Adrien Missika’s exhibition Zeitgeber will give you time. It will take you into the deep, uncertain time of dark caves and the beige infinity of outer space.

Zeitgeber, German for “time giver,” is a concept describing environmental signs, such as sunset, sunrise and air temperature that synchronize the inner clock of either human or animal to the Earth’s 24-hours and 12 month cycle.
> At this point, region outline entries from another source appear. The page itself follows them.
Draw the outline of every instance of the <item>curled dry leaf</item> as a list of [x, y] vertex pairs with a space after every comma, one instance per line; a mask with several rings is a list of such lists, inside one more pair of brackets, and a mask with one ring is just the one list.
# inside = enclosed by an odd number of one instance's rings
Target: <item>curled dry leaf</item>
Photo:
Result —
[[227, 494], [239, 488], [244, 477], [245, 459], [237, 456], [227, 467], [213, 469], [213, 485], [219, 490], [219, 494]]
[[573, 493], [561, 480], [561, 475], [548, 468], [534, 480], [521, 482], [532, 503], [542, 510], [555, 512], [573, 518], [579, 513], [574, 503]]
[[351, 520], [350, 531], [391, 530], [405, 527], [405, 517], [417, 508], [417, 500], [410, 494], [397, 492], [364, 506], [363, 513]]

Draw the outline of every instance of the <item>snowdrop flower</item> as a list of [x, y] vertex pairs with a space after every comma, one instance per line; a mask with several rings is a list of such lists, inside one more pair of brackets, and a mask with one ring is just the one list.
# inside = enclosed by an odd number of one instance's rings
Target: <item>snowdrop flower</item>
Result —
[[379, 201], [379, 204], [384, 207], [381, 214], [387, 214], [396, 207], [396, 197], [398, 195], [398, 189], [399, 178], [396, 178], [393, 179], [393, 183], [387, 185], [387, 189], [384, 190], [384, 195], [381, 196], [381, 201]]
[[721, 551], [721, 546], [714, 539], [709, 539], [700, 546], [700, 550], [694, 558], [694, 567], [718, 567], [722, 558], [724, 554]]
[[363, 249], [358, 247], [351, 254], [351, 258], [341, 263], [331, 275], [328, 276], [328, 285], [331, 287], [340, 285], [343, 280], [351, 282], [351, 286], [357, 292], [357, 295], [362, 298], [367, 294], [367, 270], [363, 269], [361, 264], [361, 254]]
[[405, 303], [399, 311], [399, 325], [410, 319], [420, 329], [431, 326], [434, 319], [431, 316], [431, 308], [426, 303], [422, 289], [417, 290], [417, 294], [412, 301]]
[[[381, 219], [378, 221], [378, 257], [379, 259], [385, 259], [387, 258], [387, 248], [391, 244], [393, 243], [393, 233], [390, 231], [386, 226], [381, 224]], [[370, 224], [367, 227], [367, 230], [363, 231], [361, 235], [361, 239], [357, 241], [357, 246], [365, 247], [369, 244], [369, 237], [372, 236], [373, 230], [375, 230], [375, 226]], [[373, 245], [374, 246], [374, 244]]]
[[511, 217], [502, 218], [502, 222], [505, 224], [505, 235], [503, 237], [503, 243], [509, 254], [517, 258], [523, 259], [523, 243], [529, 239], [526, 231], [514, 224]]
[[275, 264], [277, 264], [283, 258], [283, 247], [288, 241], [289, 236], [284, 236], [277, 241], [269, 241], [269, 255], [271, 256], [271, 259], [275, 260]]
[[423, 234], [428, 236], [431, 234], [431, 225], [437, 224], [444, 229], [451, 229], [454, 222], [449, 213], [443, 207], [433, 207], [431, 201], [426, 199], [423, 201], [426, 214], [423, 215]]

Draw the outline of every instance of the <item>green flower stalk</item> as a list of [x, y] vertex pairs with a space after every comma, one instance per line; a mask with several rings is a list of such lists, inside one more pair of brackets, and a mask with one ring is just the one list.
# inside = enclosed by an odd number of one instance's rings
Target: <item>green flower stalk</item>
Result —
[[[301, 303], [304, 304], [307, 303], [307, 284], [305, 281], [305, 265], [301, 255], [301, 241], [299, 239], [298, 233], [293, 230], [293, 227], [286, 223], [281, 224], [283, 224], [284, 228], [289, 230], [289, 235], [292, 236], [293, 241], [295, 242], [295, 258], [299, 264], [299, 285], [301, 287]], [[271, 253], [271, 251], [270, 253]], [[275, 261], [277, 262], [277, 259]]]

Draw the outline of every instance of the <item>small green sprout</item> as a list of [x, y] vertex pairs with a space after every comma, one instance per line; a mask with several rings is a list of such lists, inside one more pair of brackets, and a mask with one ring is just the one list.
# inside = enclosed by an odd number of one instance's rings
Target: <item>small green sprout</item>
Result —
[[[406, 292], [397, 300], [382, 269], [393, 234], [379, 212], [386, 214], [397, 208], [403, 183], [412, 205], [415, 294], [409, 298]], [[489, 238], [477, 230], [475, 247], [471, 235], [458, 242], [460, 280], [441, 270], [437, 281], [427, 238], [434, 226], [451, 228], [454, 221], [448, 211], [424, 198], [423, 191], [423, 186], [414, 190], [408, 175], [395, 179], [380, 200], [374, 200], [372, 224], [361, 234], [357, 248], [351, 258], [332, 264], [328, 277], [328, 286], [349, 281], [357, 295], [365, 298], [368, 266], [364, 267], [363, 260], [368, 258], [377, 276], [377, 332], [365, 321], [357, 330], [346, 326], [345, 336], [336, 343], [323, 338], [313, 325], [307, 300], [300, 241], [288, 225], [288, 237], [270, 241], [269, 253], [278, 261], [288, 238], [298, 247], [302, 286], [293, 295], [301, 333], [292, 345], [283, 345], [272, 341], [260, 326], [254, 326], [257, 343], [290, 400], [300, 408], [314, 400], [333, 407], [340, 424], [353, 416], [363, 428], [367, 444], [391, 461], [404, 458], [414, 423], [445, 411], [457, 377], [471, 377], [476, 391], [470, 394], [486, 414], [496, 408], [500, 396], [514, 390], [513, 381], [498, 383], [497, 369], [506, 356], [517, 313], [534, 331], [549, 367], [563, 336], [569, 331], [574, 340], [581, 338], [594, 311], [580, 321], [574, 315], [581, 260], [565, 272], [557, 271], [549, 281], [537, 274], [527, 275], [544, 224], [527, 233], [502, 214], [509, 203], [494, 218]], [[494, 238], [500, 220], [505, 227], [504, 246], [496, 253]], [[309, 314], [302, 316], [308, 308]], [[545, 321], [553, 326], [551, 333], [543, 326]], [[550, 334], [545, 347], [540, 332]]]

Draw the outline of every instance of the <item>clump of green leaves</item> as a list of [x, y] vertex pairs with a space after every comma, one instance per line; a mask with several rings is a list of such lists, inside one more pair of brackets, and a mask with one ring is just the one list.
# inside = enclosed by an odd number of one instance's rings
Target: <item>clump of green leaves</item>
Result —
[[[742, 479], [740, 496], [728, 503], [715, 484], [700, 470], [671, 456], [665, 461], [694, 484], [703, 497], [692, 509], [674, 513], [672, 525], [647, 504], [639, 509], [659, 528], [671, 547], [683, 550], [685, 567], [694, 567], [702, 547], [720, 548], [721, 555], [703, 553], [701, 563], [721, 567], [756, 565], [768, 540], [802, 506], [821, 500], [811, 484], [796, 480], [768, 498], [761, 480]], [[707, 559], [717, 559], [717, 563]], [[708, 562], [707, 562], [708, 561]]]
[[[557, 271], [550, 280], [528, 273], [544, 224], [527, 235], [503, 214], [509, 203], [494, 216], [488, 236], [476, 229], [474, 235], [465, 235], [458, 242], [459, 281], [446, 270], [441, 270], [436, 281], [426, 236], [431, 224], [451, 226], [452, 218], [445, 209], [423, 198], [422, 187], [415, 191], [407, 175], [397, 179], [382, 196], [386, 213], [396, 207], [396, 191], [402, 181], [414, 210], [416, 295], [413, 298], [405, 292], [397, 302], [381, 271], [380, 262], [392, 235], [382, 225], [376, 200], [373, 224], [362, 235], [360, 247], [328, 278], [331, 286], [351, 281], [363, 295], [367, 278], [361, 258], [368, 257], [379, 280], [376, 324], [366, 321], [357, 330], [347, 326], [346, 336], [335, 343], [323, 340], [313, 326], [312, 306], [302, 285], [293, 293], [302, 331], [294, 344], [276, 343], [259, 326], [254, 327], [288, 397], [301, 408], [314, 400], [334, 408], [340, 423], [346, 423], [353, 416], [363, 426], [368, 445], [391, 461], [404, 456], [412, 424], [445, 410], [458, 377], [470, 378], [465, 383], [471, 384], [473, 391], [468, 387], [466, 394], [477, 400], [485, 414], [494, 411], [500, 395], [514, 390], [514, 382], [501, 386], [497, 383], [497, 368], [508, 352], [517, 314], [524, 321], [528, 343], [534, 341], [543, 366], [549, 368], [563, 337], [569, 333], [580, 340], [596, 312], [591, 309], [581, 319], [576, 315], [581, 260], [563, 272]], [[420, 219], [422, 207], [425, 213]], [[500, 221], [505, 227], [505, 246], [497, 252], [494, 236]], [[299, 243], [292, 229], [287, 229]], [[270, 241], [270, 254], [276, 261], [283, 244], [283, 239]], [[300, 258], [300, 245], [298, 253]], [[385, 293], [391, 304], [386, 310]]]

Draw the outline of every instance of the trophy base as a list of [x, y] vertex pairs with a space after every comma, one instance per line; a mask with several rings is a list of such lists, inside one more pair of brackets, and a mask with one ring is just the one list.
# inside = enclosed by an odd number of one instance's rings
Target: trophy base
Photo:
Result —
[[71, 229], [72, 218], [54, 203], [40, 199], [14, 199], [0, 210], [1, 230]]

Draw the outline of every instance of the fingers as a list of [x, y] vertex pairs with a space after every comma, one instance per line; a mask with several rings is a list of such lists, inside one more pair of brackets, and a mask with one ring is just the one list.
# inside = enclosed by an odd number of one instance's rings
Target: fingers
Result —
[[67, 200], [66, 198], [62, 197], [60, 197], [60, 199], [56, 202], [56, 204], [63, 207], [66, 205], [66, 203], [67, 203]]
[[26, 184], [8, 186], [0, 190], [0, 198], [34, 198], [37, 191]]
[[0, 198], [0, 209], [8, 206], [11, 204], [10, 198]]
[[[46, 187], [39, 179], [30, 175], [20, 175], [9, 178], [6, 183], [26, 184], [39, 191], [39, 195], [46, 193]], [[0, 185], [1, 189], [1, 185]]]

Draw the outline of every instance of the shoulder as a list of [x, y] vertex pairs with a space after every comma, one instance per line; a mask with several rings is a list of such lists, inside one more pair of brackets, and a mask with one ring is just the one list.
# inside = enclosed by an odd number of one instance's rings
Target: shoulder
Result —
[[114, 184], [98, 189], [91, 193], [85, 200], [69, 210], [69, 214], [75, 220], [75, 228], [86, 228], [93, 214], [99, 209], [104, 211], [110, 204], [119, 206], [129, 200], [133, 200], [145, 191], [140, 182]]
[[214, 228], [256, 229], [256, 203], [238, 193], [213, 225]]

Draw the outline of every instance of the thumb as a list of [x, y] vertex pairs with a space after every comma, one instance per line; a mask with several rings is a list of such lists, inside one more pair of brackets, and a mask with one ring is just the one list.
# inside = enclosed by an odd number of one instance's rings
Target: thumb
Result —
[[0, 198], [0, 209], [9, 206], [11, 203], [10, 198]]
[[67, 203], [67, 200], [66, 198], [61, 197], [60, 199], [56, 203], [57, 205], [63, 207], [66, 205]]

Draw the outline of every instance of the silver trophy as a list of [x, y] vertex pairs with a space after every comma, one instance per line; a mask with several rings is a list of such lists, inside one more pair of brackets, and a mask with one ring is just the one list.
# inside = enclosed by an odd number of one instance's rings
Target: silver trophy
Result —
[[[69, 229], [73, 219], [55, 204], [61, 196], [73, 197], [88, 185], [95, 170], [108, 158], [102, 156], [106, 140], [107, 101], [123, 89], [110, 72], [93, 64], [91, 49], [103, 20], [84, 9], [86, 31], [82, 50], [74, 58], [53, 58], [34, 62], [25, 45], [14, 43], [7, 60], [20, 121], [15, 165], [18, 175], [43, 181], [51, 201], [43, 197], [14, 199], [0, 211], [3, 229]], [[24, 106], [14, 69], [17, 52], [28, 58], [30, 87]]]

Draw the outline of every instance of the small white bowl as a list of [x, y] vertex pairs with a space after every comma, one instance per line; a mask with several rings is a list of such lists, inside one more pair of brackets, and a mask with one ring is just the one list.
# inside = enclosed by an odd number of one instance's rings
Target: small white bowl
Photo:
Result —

Our biological rhythms are thus influenced by such external cues affecting not only our physis but also our psyche. The term was first employed by Jürgen Aschoff —one of the founders of Chronobiology— in the early 1950s when the University of Freiburg —Aschoff’s alma mater— was heavily dominated by Martin Heidegger and his philosophy of Being and Time. Interestingly enough, it was around that same time, that air travel created the phenomenon of jetlag.

The central works in the show are a set of specially designed hammocks, which form a fleet of nomadic biotopes, carrying water, sand, Zen objects, and written records of experiences in altered states. Like ships, they are suspended in the “somewhere“ rather than simply connecting two dots, and resonate with their dynamic and unstable environment.

The photographic works Stargazer are taken while Missika swings in his hammock, searching the sky. They show the repeated attempt at capturing the moon breaking through the clouds and trees. Yet the limited sensitivity of the camera’s digital sensor creates a blurry imagery, which entirely abstracts the original view. What emerge are forays both into the inner workings of digital image objects —showing the imprecision of contemporary photography— and into outer space, reminding us of the Hubble telescope imagery. Missika’s simple photographs could, in all their colorful blurriness, also see distant constellations, like Roy Batty does in Blade Runner: «I’ve… seen things… you people wouldn’t believe. Attack ships on fire off the shoulder of Orion; I watched c-beams glitter in the dark near the Tannhäuser Gate… All those… moments… will be lost, in time, like tears… in… rain. Time… to die».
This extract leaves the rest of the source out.